This guide covers performance characteristics, optimization techniques, and best practices for building high-performance state machines with Statekit.
Benchmarks run on Apple M1 (arm64):
| Operation | Time | Allocations | Notes |
|---|---|---|---|
| Simple transition | ~364ns | 7 allocs | Basic event → state change |
| Hierarchical bubble | ~669ns | 10 allocs | Event bubbles to parent |
| No matching transition | ~36ns | 0 allocs | Fast rejection path |
State query (State()) |
~14ns | 0 allocs | Zero-cost access |
Matches() direct |
~14ns | 0 allocs | Current state check |
Matches() ancestor |
~21ns | 0 allocs | Parent state check |
UpdateContext() |
~15ns | 0 allocs | Context mutation |
Snapshot() |
~196ns | 3 allocs | State serialization |
| Parallel state entry | ~1μs | 16 allocs | Multiple regions |
| Plugin overhead | ~16ns | 0 allocs | Per-plugin per-hook |
| Method | Time | Allocations |
|---|---|---|
| Builder (3 states) | ~1.3μs | 40 allocs |
| Builder (5 states, nested) | ~1.5μs | 46 allocs |
| Reflection DSL (2 states) | ~2.4μs | 42 allocs |
| Reflection DSL (nested) | ~2.8μs | 49 allocs |
Key insight: Machine construction is a one-time cost. Build once, reuse the MachineConfig across all interpreters.

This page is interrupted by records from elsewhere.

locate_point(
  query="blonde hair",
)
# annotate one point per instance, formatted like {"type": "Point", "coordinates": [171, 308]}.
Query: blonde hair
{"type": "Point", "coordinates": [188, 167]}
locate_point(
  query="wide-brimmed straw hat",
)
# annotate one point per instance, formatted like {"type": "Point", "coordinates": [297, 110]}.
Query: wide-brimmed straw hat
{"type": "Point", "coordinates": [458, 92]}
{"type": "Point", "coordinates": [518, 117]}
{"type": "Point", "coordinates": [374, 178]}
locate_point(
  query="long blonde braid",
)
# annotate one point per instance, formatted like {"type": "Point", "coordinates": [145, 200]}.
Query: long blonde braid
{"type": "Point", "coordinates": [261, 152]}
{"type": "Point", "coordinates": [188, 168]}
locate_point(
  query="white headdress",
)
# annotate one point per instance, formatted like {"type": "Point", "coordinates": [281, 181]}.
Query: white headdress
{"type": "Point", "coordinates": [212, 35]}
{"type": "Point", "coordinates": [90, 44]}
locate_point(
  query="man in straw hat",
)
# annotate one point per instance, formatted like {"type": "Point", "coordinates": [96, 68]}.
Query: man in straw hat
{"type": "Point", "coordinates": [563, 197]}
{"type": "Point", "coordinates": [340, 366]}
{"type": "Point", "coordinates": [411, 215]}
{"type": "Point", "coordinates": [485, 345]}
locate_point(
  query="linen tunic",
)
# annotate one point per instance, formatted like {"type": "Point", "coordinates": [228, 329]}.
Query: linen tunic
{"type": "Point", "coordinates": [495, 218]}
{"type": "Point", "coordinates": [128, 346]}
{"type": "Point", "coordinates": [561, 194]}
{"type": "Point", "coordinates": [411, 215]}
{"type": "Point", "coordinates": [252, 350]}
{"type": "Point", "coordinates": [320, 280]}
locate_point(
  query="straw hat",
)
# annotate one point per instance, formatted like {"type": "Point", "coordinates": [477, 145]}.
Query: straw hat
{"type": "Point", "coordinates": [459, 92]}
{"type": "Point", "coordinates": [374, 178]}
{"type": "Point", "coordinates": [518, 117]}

Don't create a new machine for each request:
// Bad: Rebuilds machine every time
func HandleRequest(req Request) {
machine, _ := statekit.NewMachine[Ctx]("order").
WithInitial("pending").
// ... build machine ...
Build()
interp := statekit.NewInterpreter(machine)
// ...
}Do build once and reuse:
// Good: Build once at startup
var orderMachine *statekit.MachineConfig[OrderContext]
func init() {
var err error
orderMachine, err = statekit.NewMachine[OrderContext]("order").
WithInitial("pending").
// ... build machine ...
Build()
if err != nil {
panic(err)
}
}
func HandleRequest(req Request) {
interp := statekit.NewInterpreter(orderMachine)
// ...
}Impact: Saves ~1-3μs per request plus allocations.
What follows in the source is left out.